It’s not some hare-brained theory like that of efficient markets but one based on sound logic. If you fix your exchange rate to the US dollar, say, and you set interest rates at a different level to those in the US, there is a genuine risk-free carry trade on offer. Imagine you could borrow at 2% in the US and invest your money at 5% in China without any risk of the exchange rate moving? The amount of money taking advantage of this trade would be so immense as to make the fixed exchange rate untenable.

So how does China do it? Via government edict - the same way it controls most facets of its sprawling economy. Capital controls make it illegal for US residents to deposit money in Chinese bank accounts and it is also illegal for Chinese citizens to borrow US dollars. Problem fixed, right?

If only it was that simple the Chinese wouldn’t be up in arms about ultra-loose US monetary policy flooding the world with “hot money”. Where there’s a will there’s a way - despite the authorities’ best efforts, money is flooding into the Chinese economy. M2, a measure of money supply, grew almost 20% in 2010 and is expected to grow as much this year.

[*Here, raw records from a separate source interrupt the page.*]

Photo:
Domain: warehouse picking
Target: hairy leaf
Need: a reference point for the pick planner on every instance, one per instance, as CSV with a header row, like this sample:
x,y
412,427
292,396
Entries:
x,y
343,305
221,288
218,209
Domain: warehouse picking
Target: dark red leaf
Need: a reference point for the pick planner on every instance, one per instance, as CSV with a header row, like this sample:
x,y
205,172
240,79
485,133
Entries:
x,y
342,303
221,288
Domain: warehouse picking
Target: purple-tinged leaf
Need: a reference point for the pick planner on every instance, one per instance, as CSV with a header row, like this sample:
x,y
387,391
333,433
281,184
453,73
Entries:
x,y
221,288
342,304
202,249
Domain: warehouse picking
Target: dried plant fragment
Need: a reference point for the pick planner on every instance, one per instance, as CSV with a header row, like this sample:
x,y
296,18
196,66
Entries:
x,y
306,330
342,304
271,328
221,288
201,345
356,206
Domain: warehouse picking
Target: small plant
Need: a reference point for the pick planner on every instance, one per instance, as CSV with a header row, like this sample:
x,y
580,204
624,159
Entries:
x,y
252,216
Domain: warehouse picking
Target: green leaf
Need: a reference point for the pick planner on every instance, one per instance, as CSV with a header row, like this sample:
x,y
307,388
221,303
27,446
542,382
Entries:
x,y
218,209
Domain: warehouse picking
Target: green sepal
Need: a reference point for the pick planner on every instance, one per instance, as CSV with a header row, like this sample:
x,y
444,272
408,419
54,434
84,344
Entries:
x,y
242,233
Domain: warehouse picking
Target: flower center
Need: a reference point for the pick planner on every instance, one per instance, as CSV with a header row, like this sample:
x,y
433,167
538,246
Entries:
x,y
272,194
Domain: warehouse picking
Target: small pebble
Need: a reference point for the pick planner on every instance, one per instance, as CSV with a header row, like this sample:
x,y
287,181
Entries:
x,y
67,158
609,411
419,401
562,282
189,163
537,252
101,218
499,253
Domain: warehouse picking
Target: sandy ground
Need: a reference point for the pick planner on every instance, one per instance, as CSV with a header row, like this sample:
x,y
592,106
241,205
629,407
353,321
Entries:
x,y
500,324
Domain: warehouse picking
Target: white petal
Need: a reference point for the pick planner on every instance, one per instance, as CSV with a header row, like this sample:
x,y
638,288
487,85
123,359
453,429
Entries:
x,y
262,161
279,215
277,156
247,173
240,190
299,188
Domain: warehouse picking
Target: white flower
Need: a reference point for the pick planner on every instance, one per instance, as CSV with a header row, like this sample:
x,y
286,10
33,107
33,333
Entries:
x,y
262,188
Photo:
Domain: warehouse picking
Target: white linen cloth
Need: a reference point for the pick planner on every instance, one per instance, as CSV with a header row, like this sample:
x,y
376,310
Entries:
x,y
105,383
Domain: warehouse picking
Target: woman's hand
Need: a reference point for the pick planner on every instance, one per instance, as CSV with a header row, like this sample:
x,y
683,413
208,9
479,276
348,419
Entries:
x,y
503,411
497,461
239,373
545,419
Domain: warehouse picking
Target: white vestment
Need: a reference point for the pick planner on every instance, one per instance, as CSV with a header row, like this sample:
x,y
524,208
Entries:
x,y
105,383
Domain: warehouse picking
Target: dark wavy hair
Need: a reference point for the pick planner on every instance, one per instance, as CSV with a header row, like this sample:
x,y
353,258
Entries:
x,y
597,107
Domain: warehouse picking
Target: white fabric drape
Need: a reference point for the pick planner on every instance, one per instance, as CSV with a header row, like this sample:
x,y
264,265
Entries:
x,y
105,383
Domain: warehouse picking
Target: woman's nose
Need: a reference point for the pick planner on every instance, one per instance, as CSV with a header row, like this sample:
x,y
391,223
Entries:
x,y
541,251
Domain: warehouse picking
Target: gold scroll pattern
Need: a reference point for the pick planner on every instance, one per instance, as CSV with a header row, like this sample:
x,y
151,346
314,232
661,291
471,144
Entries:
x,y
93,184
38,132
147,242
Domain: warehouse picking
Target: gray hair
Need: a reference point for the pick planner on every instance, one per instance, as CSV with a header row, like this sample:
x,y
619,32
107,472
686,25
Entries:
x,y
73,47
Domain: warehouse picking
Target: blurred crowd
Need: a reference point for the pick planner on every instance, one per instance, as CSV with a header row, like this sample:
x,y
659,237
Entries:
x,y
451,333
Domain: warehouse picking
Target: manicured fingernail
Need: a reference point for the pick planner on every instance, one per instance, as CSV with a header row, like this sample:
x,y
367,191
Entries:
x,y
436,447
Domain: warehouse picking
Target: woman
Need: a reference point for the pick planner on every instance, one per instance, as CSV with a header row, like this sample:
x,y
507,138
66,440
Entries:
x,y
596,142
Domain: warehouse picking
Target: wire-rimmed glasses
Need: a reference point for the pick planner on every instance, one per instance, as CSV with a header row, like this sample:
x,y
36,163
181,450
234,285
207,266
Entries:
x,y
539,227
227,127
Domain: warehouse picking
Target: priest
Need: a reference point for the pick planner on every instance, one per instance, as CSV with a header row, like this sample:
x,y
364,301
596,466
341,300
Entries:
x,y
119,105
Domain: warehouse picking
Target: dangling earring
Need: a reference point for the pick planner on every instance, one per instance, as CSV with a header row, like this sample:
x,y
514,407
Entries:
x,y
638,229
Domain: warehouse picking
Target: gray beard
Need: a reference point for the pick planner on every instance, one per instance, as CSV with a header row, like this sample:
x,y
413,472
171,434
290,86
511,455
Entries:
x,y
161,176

This is causing immense inflation concerns. Using official government statistics, which probably understate reality, prices rose an annualised 5.1% in November and 4.6% in December. Most economists are predicting worse for 2011.

Interest rate rises, like the one announced yesterday by the Chinese central bank, don’t work in China the way they work here. They can raise rates all they want. As long as US interest rates are near zero and the exchange rate remains fixed, money is going to keep pouring in like water through a sieve.

Chinese prices need to rise relative to those in the US so that the gigantic trade imbalance between the two countries narrows. China can let the Yuan appreciate, or inflation will do the job for them, interest rate rises or not.